Aussi, selon Dr Norhane Al-Cheikh, professeur de sciences politiques à l’Université du Caire, « outre la divergence de leurs intérêts sur la plupart des dos­siers chauds de la planète, la Russie continue d’inquiéter les Occidentaux parce qu’elle reste une forte puissance du point de vue géographique, démogra­phique, économique et militaire. Elle possède un géant arsenal nucléaire. Aujourd’hui, elle a déjà commencé à regagner son hégémonie, de quoi inquiéter l’Occident, surtout Washington qui veut rester l’unique super­puissance ».
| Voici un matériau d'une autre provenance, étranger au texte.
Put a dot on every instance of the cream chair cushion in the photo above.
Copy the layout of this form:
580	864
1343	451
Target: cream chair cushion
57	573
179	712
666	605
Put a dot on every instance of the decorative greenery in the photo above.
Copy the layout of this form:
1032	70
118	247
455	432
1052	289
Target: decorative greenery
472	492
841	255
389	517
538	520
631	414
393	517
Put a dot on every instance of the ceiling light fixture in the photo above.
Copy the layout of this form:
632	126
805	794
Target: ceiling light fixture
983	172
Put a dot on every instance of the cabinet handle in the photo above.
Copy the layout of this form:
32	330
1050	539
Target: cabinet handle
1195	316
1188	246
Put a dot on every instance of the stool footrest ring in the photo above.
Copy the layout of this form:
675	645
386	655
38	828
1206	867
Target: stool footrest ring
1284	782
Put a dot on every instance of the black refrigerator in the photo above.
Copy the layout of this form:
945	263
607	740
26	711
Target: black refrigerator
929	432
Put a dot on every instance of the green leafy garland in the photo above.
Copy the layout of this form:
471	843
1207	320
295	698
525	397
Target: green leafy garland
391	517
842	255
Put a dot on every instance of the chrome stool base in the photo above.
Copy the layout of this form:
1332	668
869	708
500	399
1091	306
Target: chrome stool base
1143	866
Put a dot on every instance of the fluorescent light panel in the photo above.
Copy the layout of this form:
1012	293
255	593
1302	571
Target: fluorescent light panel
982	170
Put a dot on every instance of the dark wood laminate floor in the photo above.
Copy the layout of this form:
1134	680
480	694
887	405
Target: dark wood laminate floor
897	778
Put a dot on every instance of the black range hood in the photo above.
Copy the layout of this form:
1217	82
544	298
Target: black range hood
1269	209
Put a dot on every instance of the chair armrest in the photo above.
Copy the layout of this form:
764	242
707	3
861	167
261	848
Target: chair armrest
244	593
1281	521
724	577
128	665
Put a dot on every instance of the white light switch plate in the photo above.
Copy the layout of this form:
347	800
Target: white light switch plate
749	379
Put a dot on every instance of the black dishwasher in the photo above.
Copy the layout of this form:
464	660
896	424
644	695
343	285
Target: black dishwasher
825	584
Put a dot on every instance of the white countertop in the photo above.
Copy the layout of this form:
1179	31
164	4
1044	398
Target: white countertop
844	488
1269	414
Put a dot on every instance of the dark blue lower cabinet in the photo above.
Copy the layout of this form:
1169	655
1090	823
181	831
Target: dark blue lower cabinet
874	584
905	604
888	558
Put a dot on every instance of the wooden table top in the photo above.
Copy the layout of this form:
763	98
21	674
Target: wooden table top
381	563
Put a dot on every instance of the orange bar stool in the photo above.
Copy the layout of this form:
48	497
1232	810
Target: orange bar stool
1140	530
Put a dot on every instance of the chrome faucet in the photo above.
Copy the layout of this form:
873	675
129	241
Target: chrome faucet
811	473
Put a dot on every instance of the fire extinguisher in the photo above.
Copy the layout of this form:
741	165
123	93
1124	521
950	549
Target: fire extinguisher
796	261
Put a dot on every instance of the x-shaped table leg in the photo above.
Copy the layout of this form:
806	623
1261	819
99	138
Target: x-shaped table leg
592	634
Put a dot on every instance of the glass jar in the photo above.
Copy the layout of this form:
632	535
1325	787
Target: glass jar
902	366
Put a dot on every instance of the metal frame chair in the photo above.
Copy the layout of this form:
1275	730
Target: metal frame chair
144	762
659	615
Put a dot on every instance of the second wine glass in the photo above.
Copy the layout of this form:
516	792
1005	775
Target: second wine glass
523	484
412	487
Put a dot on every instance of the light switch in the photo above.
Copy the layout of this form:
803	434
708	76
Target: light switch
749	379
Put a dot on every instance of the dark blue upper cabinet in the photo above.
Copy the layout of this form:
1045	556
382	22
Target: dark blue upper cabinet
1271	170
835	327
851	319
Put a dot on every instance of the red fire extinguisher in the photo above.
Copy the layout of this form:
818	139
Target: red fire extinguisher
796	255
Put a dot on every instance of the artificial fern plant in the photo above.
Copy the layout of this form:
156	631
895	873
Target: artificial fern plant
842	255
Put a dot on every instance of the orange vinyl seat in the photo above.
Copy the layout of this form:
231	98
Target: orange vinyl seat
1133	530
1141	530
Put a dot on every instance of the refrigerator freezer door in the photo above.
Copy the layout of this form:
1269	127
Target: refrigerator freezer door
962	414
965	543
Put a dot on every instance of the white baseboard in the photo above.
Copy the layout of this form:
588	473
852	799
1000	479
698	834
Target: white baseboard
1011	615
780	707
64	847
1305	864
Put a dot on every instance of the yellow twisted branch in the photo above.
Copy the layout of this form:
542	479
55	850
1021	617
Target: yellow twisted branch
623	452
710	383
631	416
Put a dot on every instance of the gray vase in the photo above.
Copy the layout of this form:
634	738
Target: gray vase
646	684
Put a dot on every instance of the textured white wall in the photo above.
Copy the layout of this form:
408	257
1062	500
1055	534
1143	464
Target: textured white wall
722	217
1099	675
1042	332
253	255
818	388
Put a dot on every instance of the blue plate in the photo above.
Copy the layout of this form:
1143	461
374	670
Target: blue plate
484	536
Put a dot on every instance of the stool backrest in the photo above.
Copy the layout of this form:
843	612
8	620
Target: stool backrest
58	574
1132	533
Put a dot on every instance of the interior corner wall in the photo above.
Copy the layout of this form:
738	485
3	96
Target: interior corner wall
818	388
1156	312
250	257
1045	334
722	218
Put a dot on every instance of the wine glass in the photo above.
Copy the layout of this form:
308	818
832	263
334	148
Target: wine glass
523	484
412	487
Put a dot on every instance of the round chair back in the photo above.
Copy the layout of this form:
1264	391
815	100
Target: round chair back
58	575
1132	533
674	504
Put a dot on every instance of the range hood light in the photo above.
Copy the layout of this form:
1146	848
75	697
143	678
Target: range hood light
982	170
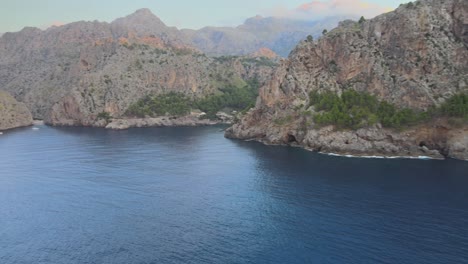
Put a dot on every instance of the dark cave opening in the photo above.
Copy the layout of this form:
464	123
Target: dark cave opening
292	139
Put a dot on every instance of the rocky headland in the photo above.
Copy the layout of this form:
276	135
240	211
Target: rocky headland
415	57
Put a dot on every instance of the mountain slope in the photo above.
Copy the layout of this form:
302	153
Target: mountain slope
12	113
416	57
68	75
278	34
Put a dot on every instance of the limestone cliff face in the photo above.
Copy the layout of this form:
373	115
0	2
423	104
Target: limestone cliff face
12	113
416	56
68	75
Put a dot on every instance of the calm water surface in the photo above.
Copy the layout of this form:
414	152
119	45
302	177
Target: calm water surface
188	195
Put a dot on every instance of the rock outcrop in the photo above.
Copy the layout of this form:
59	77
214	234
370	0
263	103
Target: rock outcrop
416	56
280	35
12	113
68	75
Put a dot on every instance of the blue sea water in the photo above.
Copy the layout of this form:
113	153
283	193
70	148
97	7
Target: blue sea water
188	195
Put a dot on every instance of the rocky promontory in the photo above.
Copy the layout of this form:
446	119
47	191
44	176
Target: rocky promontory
12	113
414	58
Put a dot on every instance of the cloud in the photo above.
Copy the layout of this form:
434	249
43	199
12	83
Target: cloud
319	9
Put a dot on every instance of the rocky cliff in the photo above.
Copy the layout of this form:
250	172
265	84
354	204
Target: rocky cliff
12	113
68	75
280	35
416	57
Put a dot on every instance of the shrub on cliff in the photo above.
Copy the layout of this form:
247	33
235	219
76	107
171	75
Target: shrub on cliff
174	104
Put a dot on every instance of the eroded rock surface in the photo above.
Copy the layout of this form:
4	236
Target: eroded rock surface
416	56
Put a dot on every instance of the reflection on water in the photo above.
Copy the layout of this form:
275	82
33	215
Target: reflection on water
188	195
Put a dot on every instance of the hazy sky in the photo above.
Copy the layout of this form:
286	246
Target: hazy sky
16	14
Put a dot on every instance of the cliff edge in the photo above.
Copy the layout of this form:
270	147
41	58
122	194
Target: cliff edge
414	58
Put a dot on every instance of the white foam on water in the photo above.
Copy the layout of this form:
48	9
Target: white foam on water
377	157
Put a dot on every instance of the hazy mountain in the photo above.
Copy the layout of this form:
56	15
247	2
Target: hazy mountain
414	57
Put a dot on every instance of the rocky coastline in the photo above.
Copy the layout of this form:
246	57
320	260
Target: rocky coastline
13	114
415	57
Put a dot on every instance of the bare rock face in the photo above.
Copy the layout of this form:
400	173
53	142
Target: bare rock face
280	35
12	113
68	75
416	56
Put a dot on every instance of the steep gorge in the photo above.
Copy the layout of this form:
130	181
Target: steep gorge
415	56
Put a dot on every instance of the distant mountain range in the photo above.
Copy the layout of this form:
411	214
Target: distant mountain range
280	35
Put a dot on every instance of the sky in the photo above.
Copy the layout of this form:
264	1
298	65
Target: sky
194	14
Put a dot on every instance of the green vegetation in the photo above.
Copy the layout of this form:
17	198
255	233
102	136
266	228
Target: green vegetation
239	98
456	106
353	110
261	61
104	115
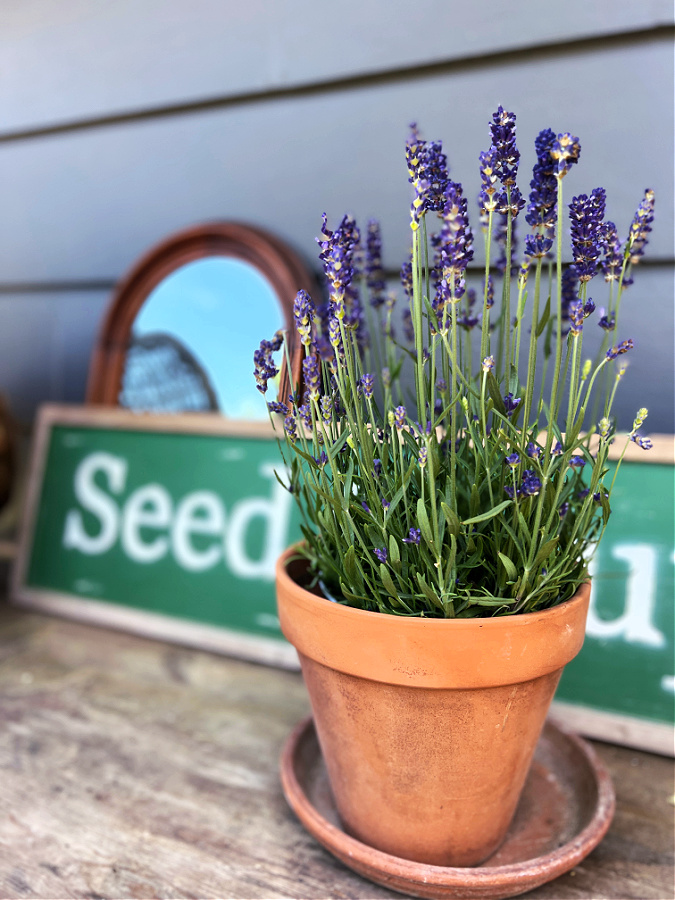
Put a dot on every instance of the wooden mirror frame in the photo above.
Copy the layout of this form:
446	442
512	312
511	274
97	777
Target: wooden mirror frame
280	265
Un bras de fer inquiétant mais qui ne risque tout de même pas de dégénérer. « Les superpuissances vont tout faire pour éviter toute confrontation directe qui pourrait anéantir la planète. On parle de grands pays qui possèdent de géants arsenaux nucléaires. C’est pourquoi ils tentent de jouer l’apaisement afin de trouver une issue pacifique à la crise », explique Dr Hicham Ahmed, affir­mant que le scénario le plus pro­bable serait l’éclatement d’une nouvelle guerre froide si les deux parties n’arrivent pas à trouver un compromis sur leurs zones d’in­fluence. « Poutine pourrait lais­ser la Syrie aux Occidentaux à condition que ces derniers lui laissent les mains libres en Ukraine et lèvent les sanctions qui étouffent l’économie russe. Mais ce genre de compromis ne pour­rait pas être atteint avant mars ou avril prochain, c’est-à-dire après la présidentielle américaine et après la formation du nouveau gouvernement américain », pré­voit Dr Hicham Ahmed.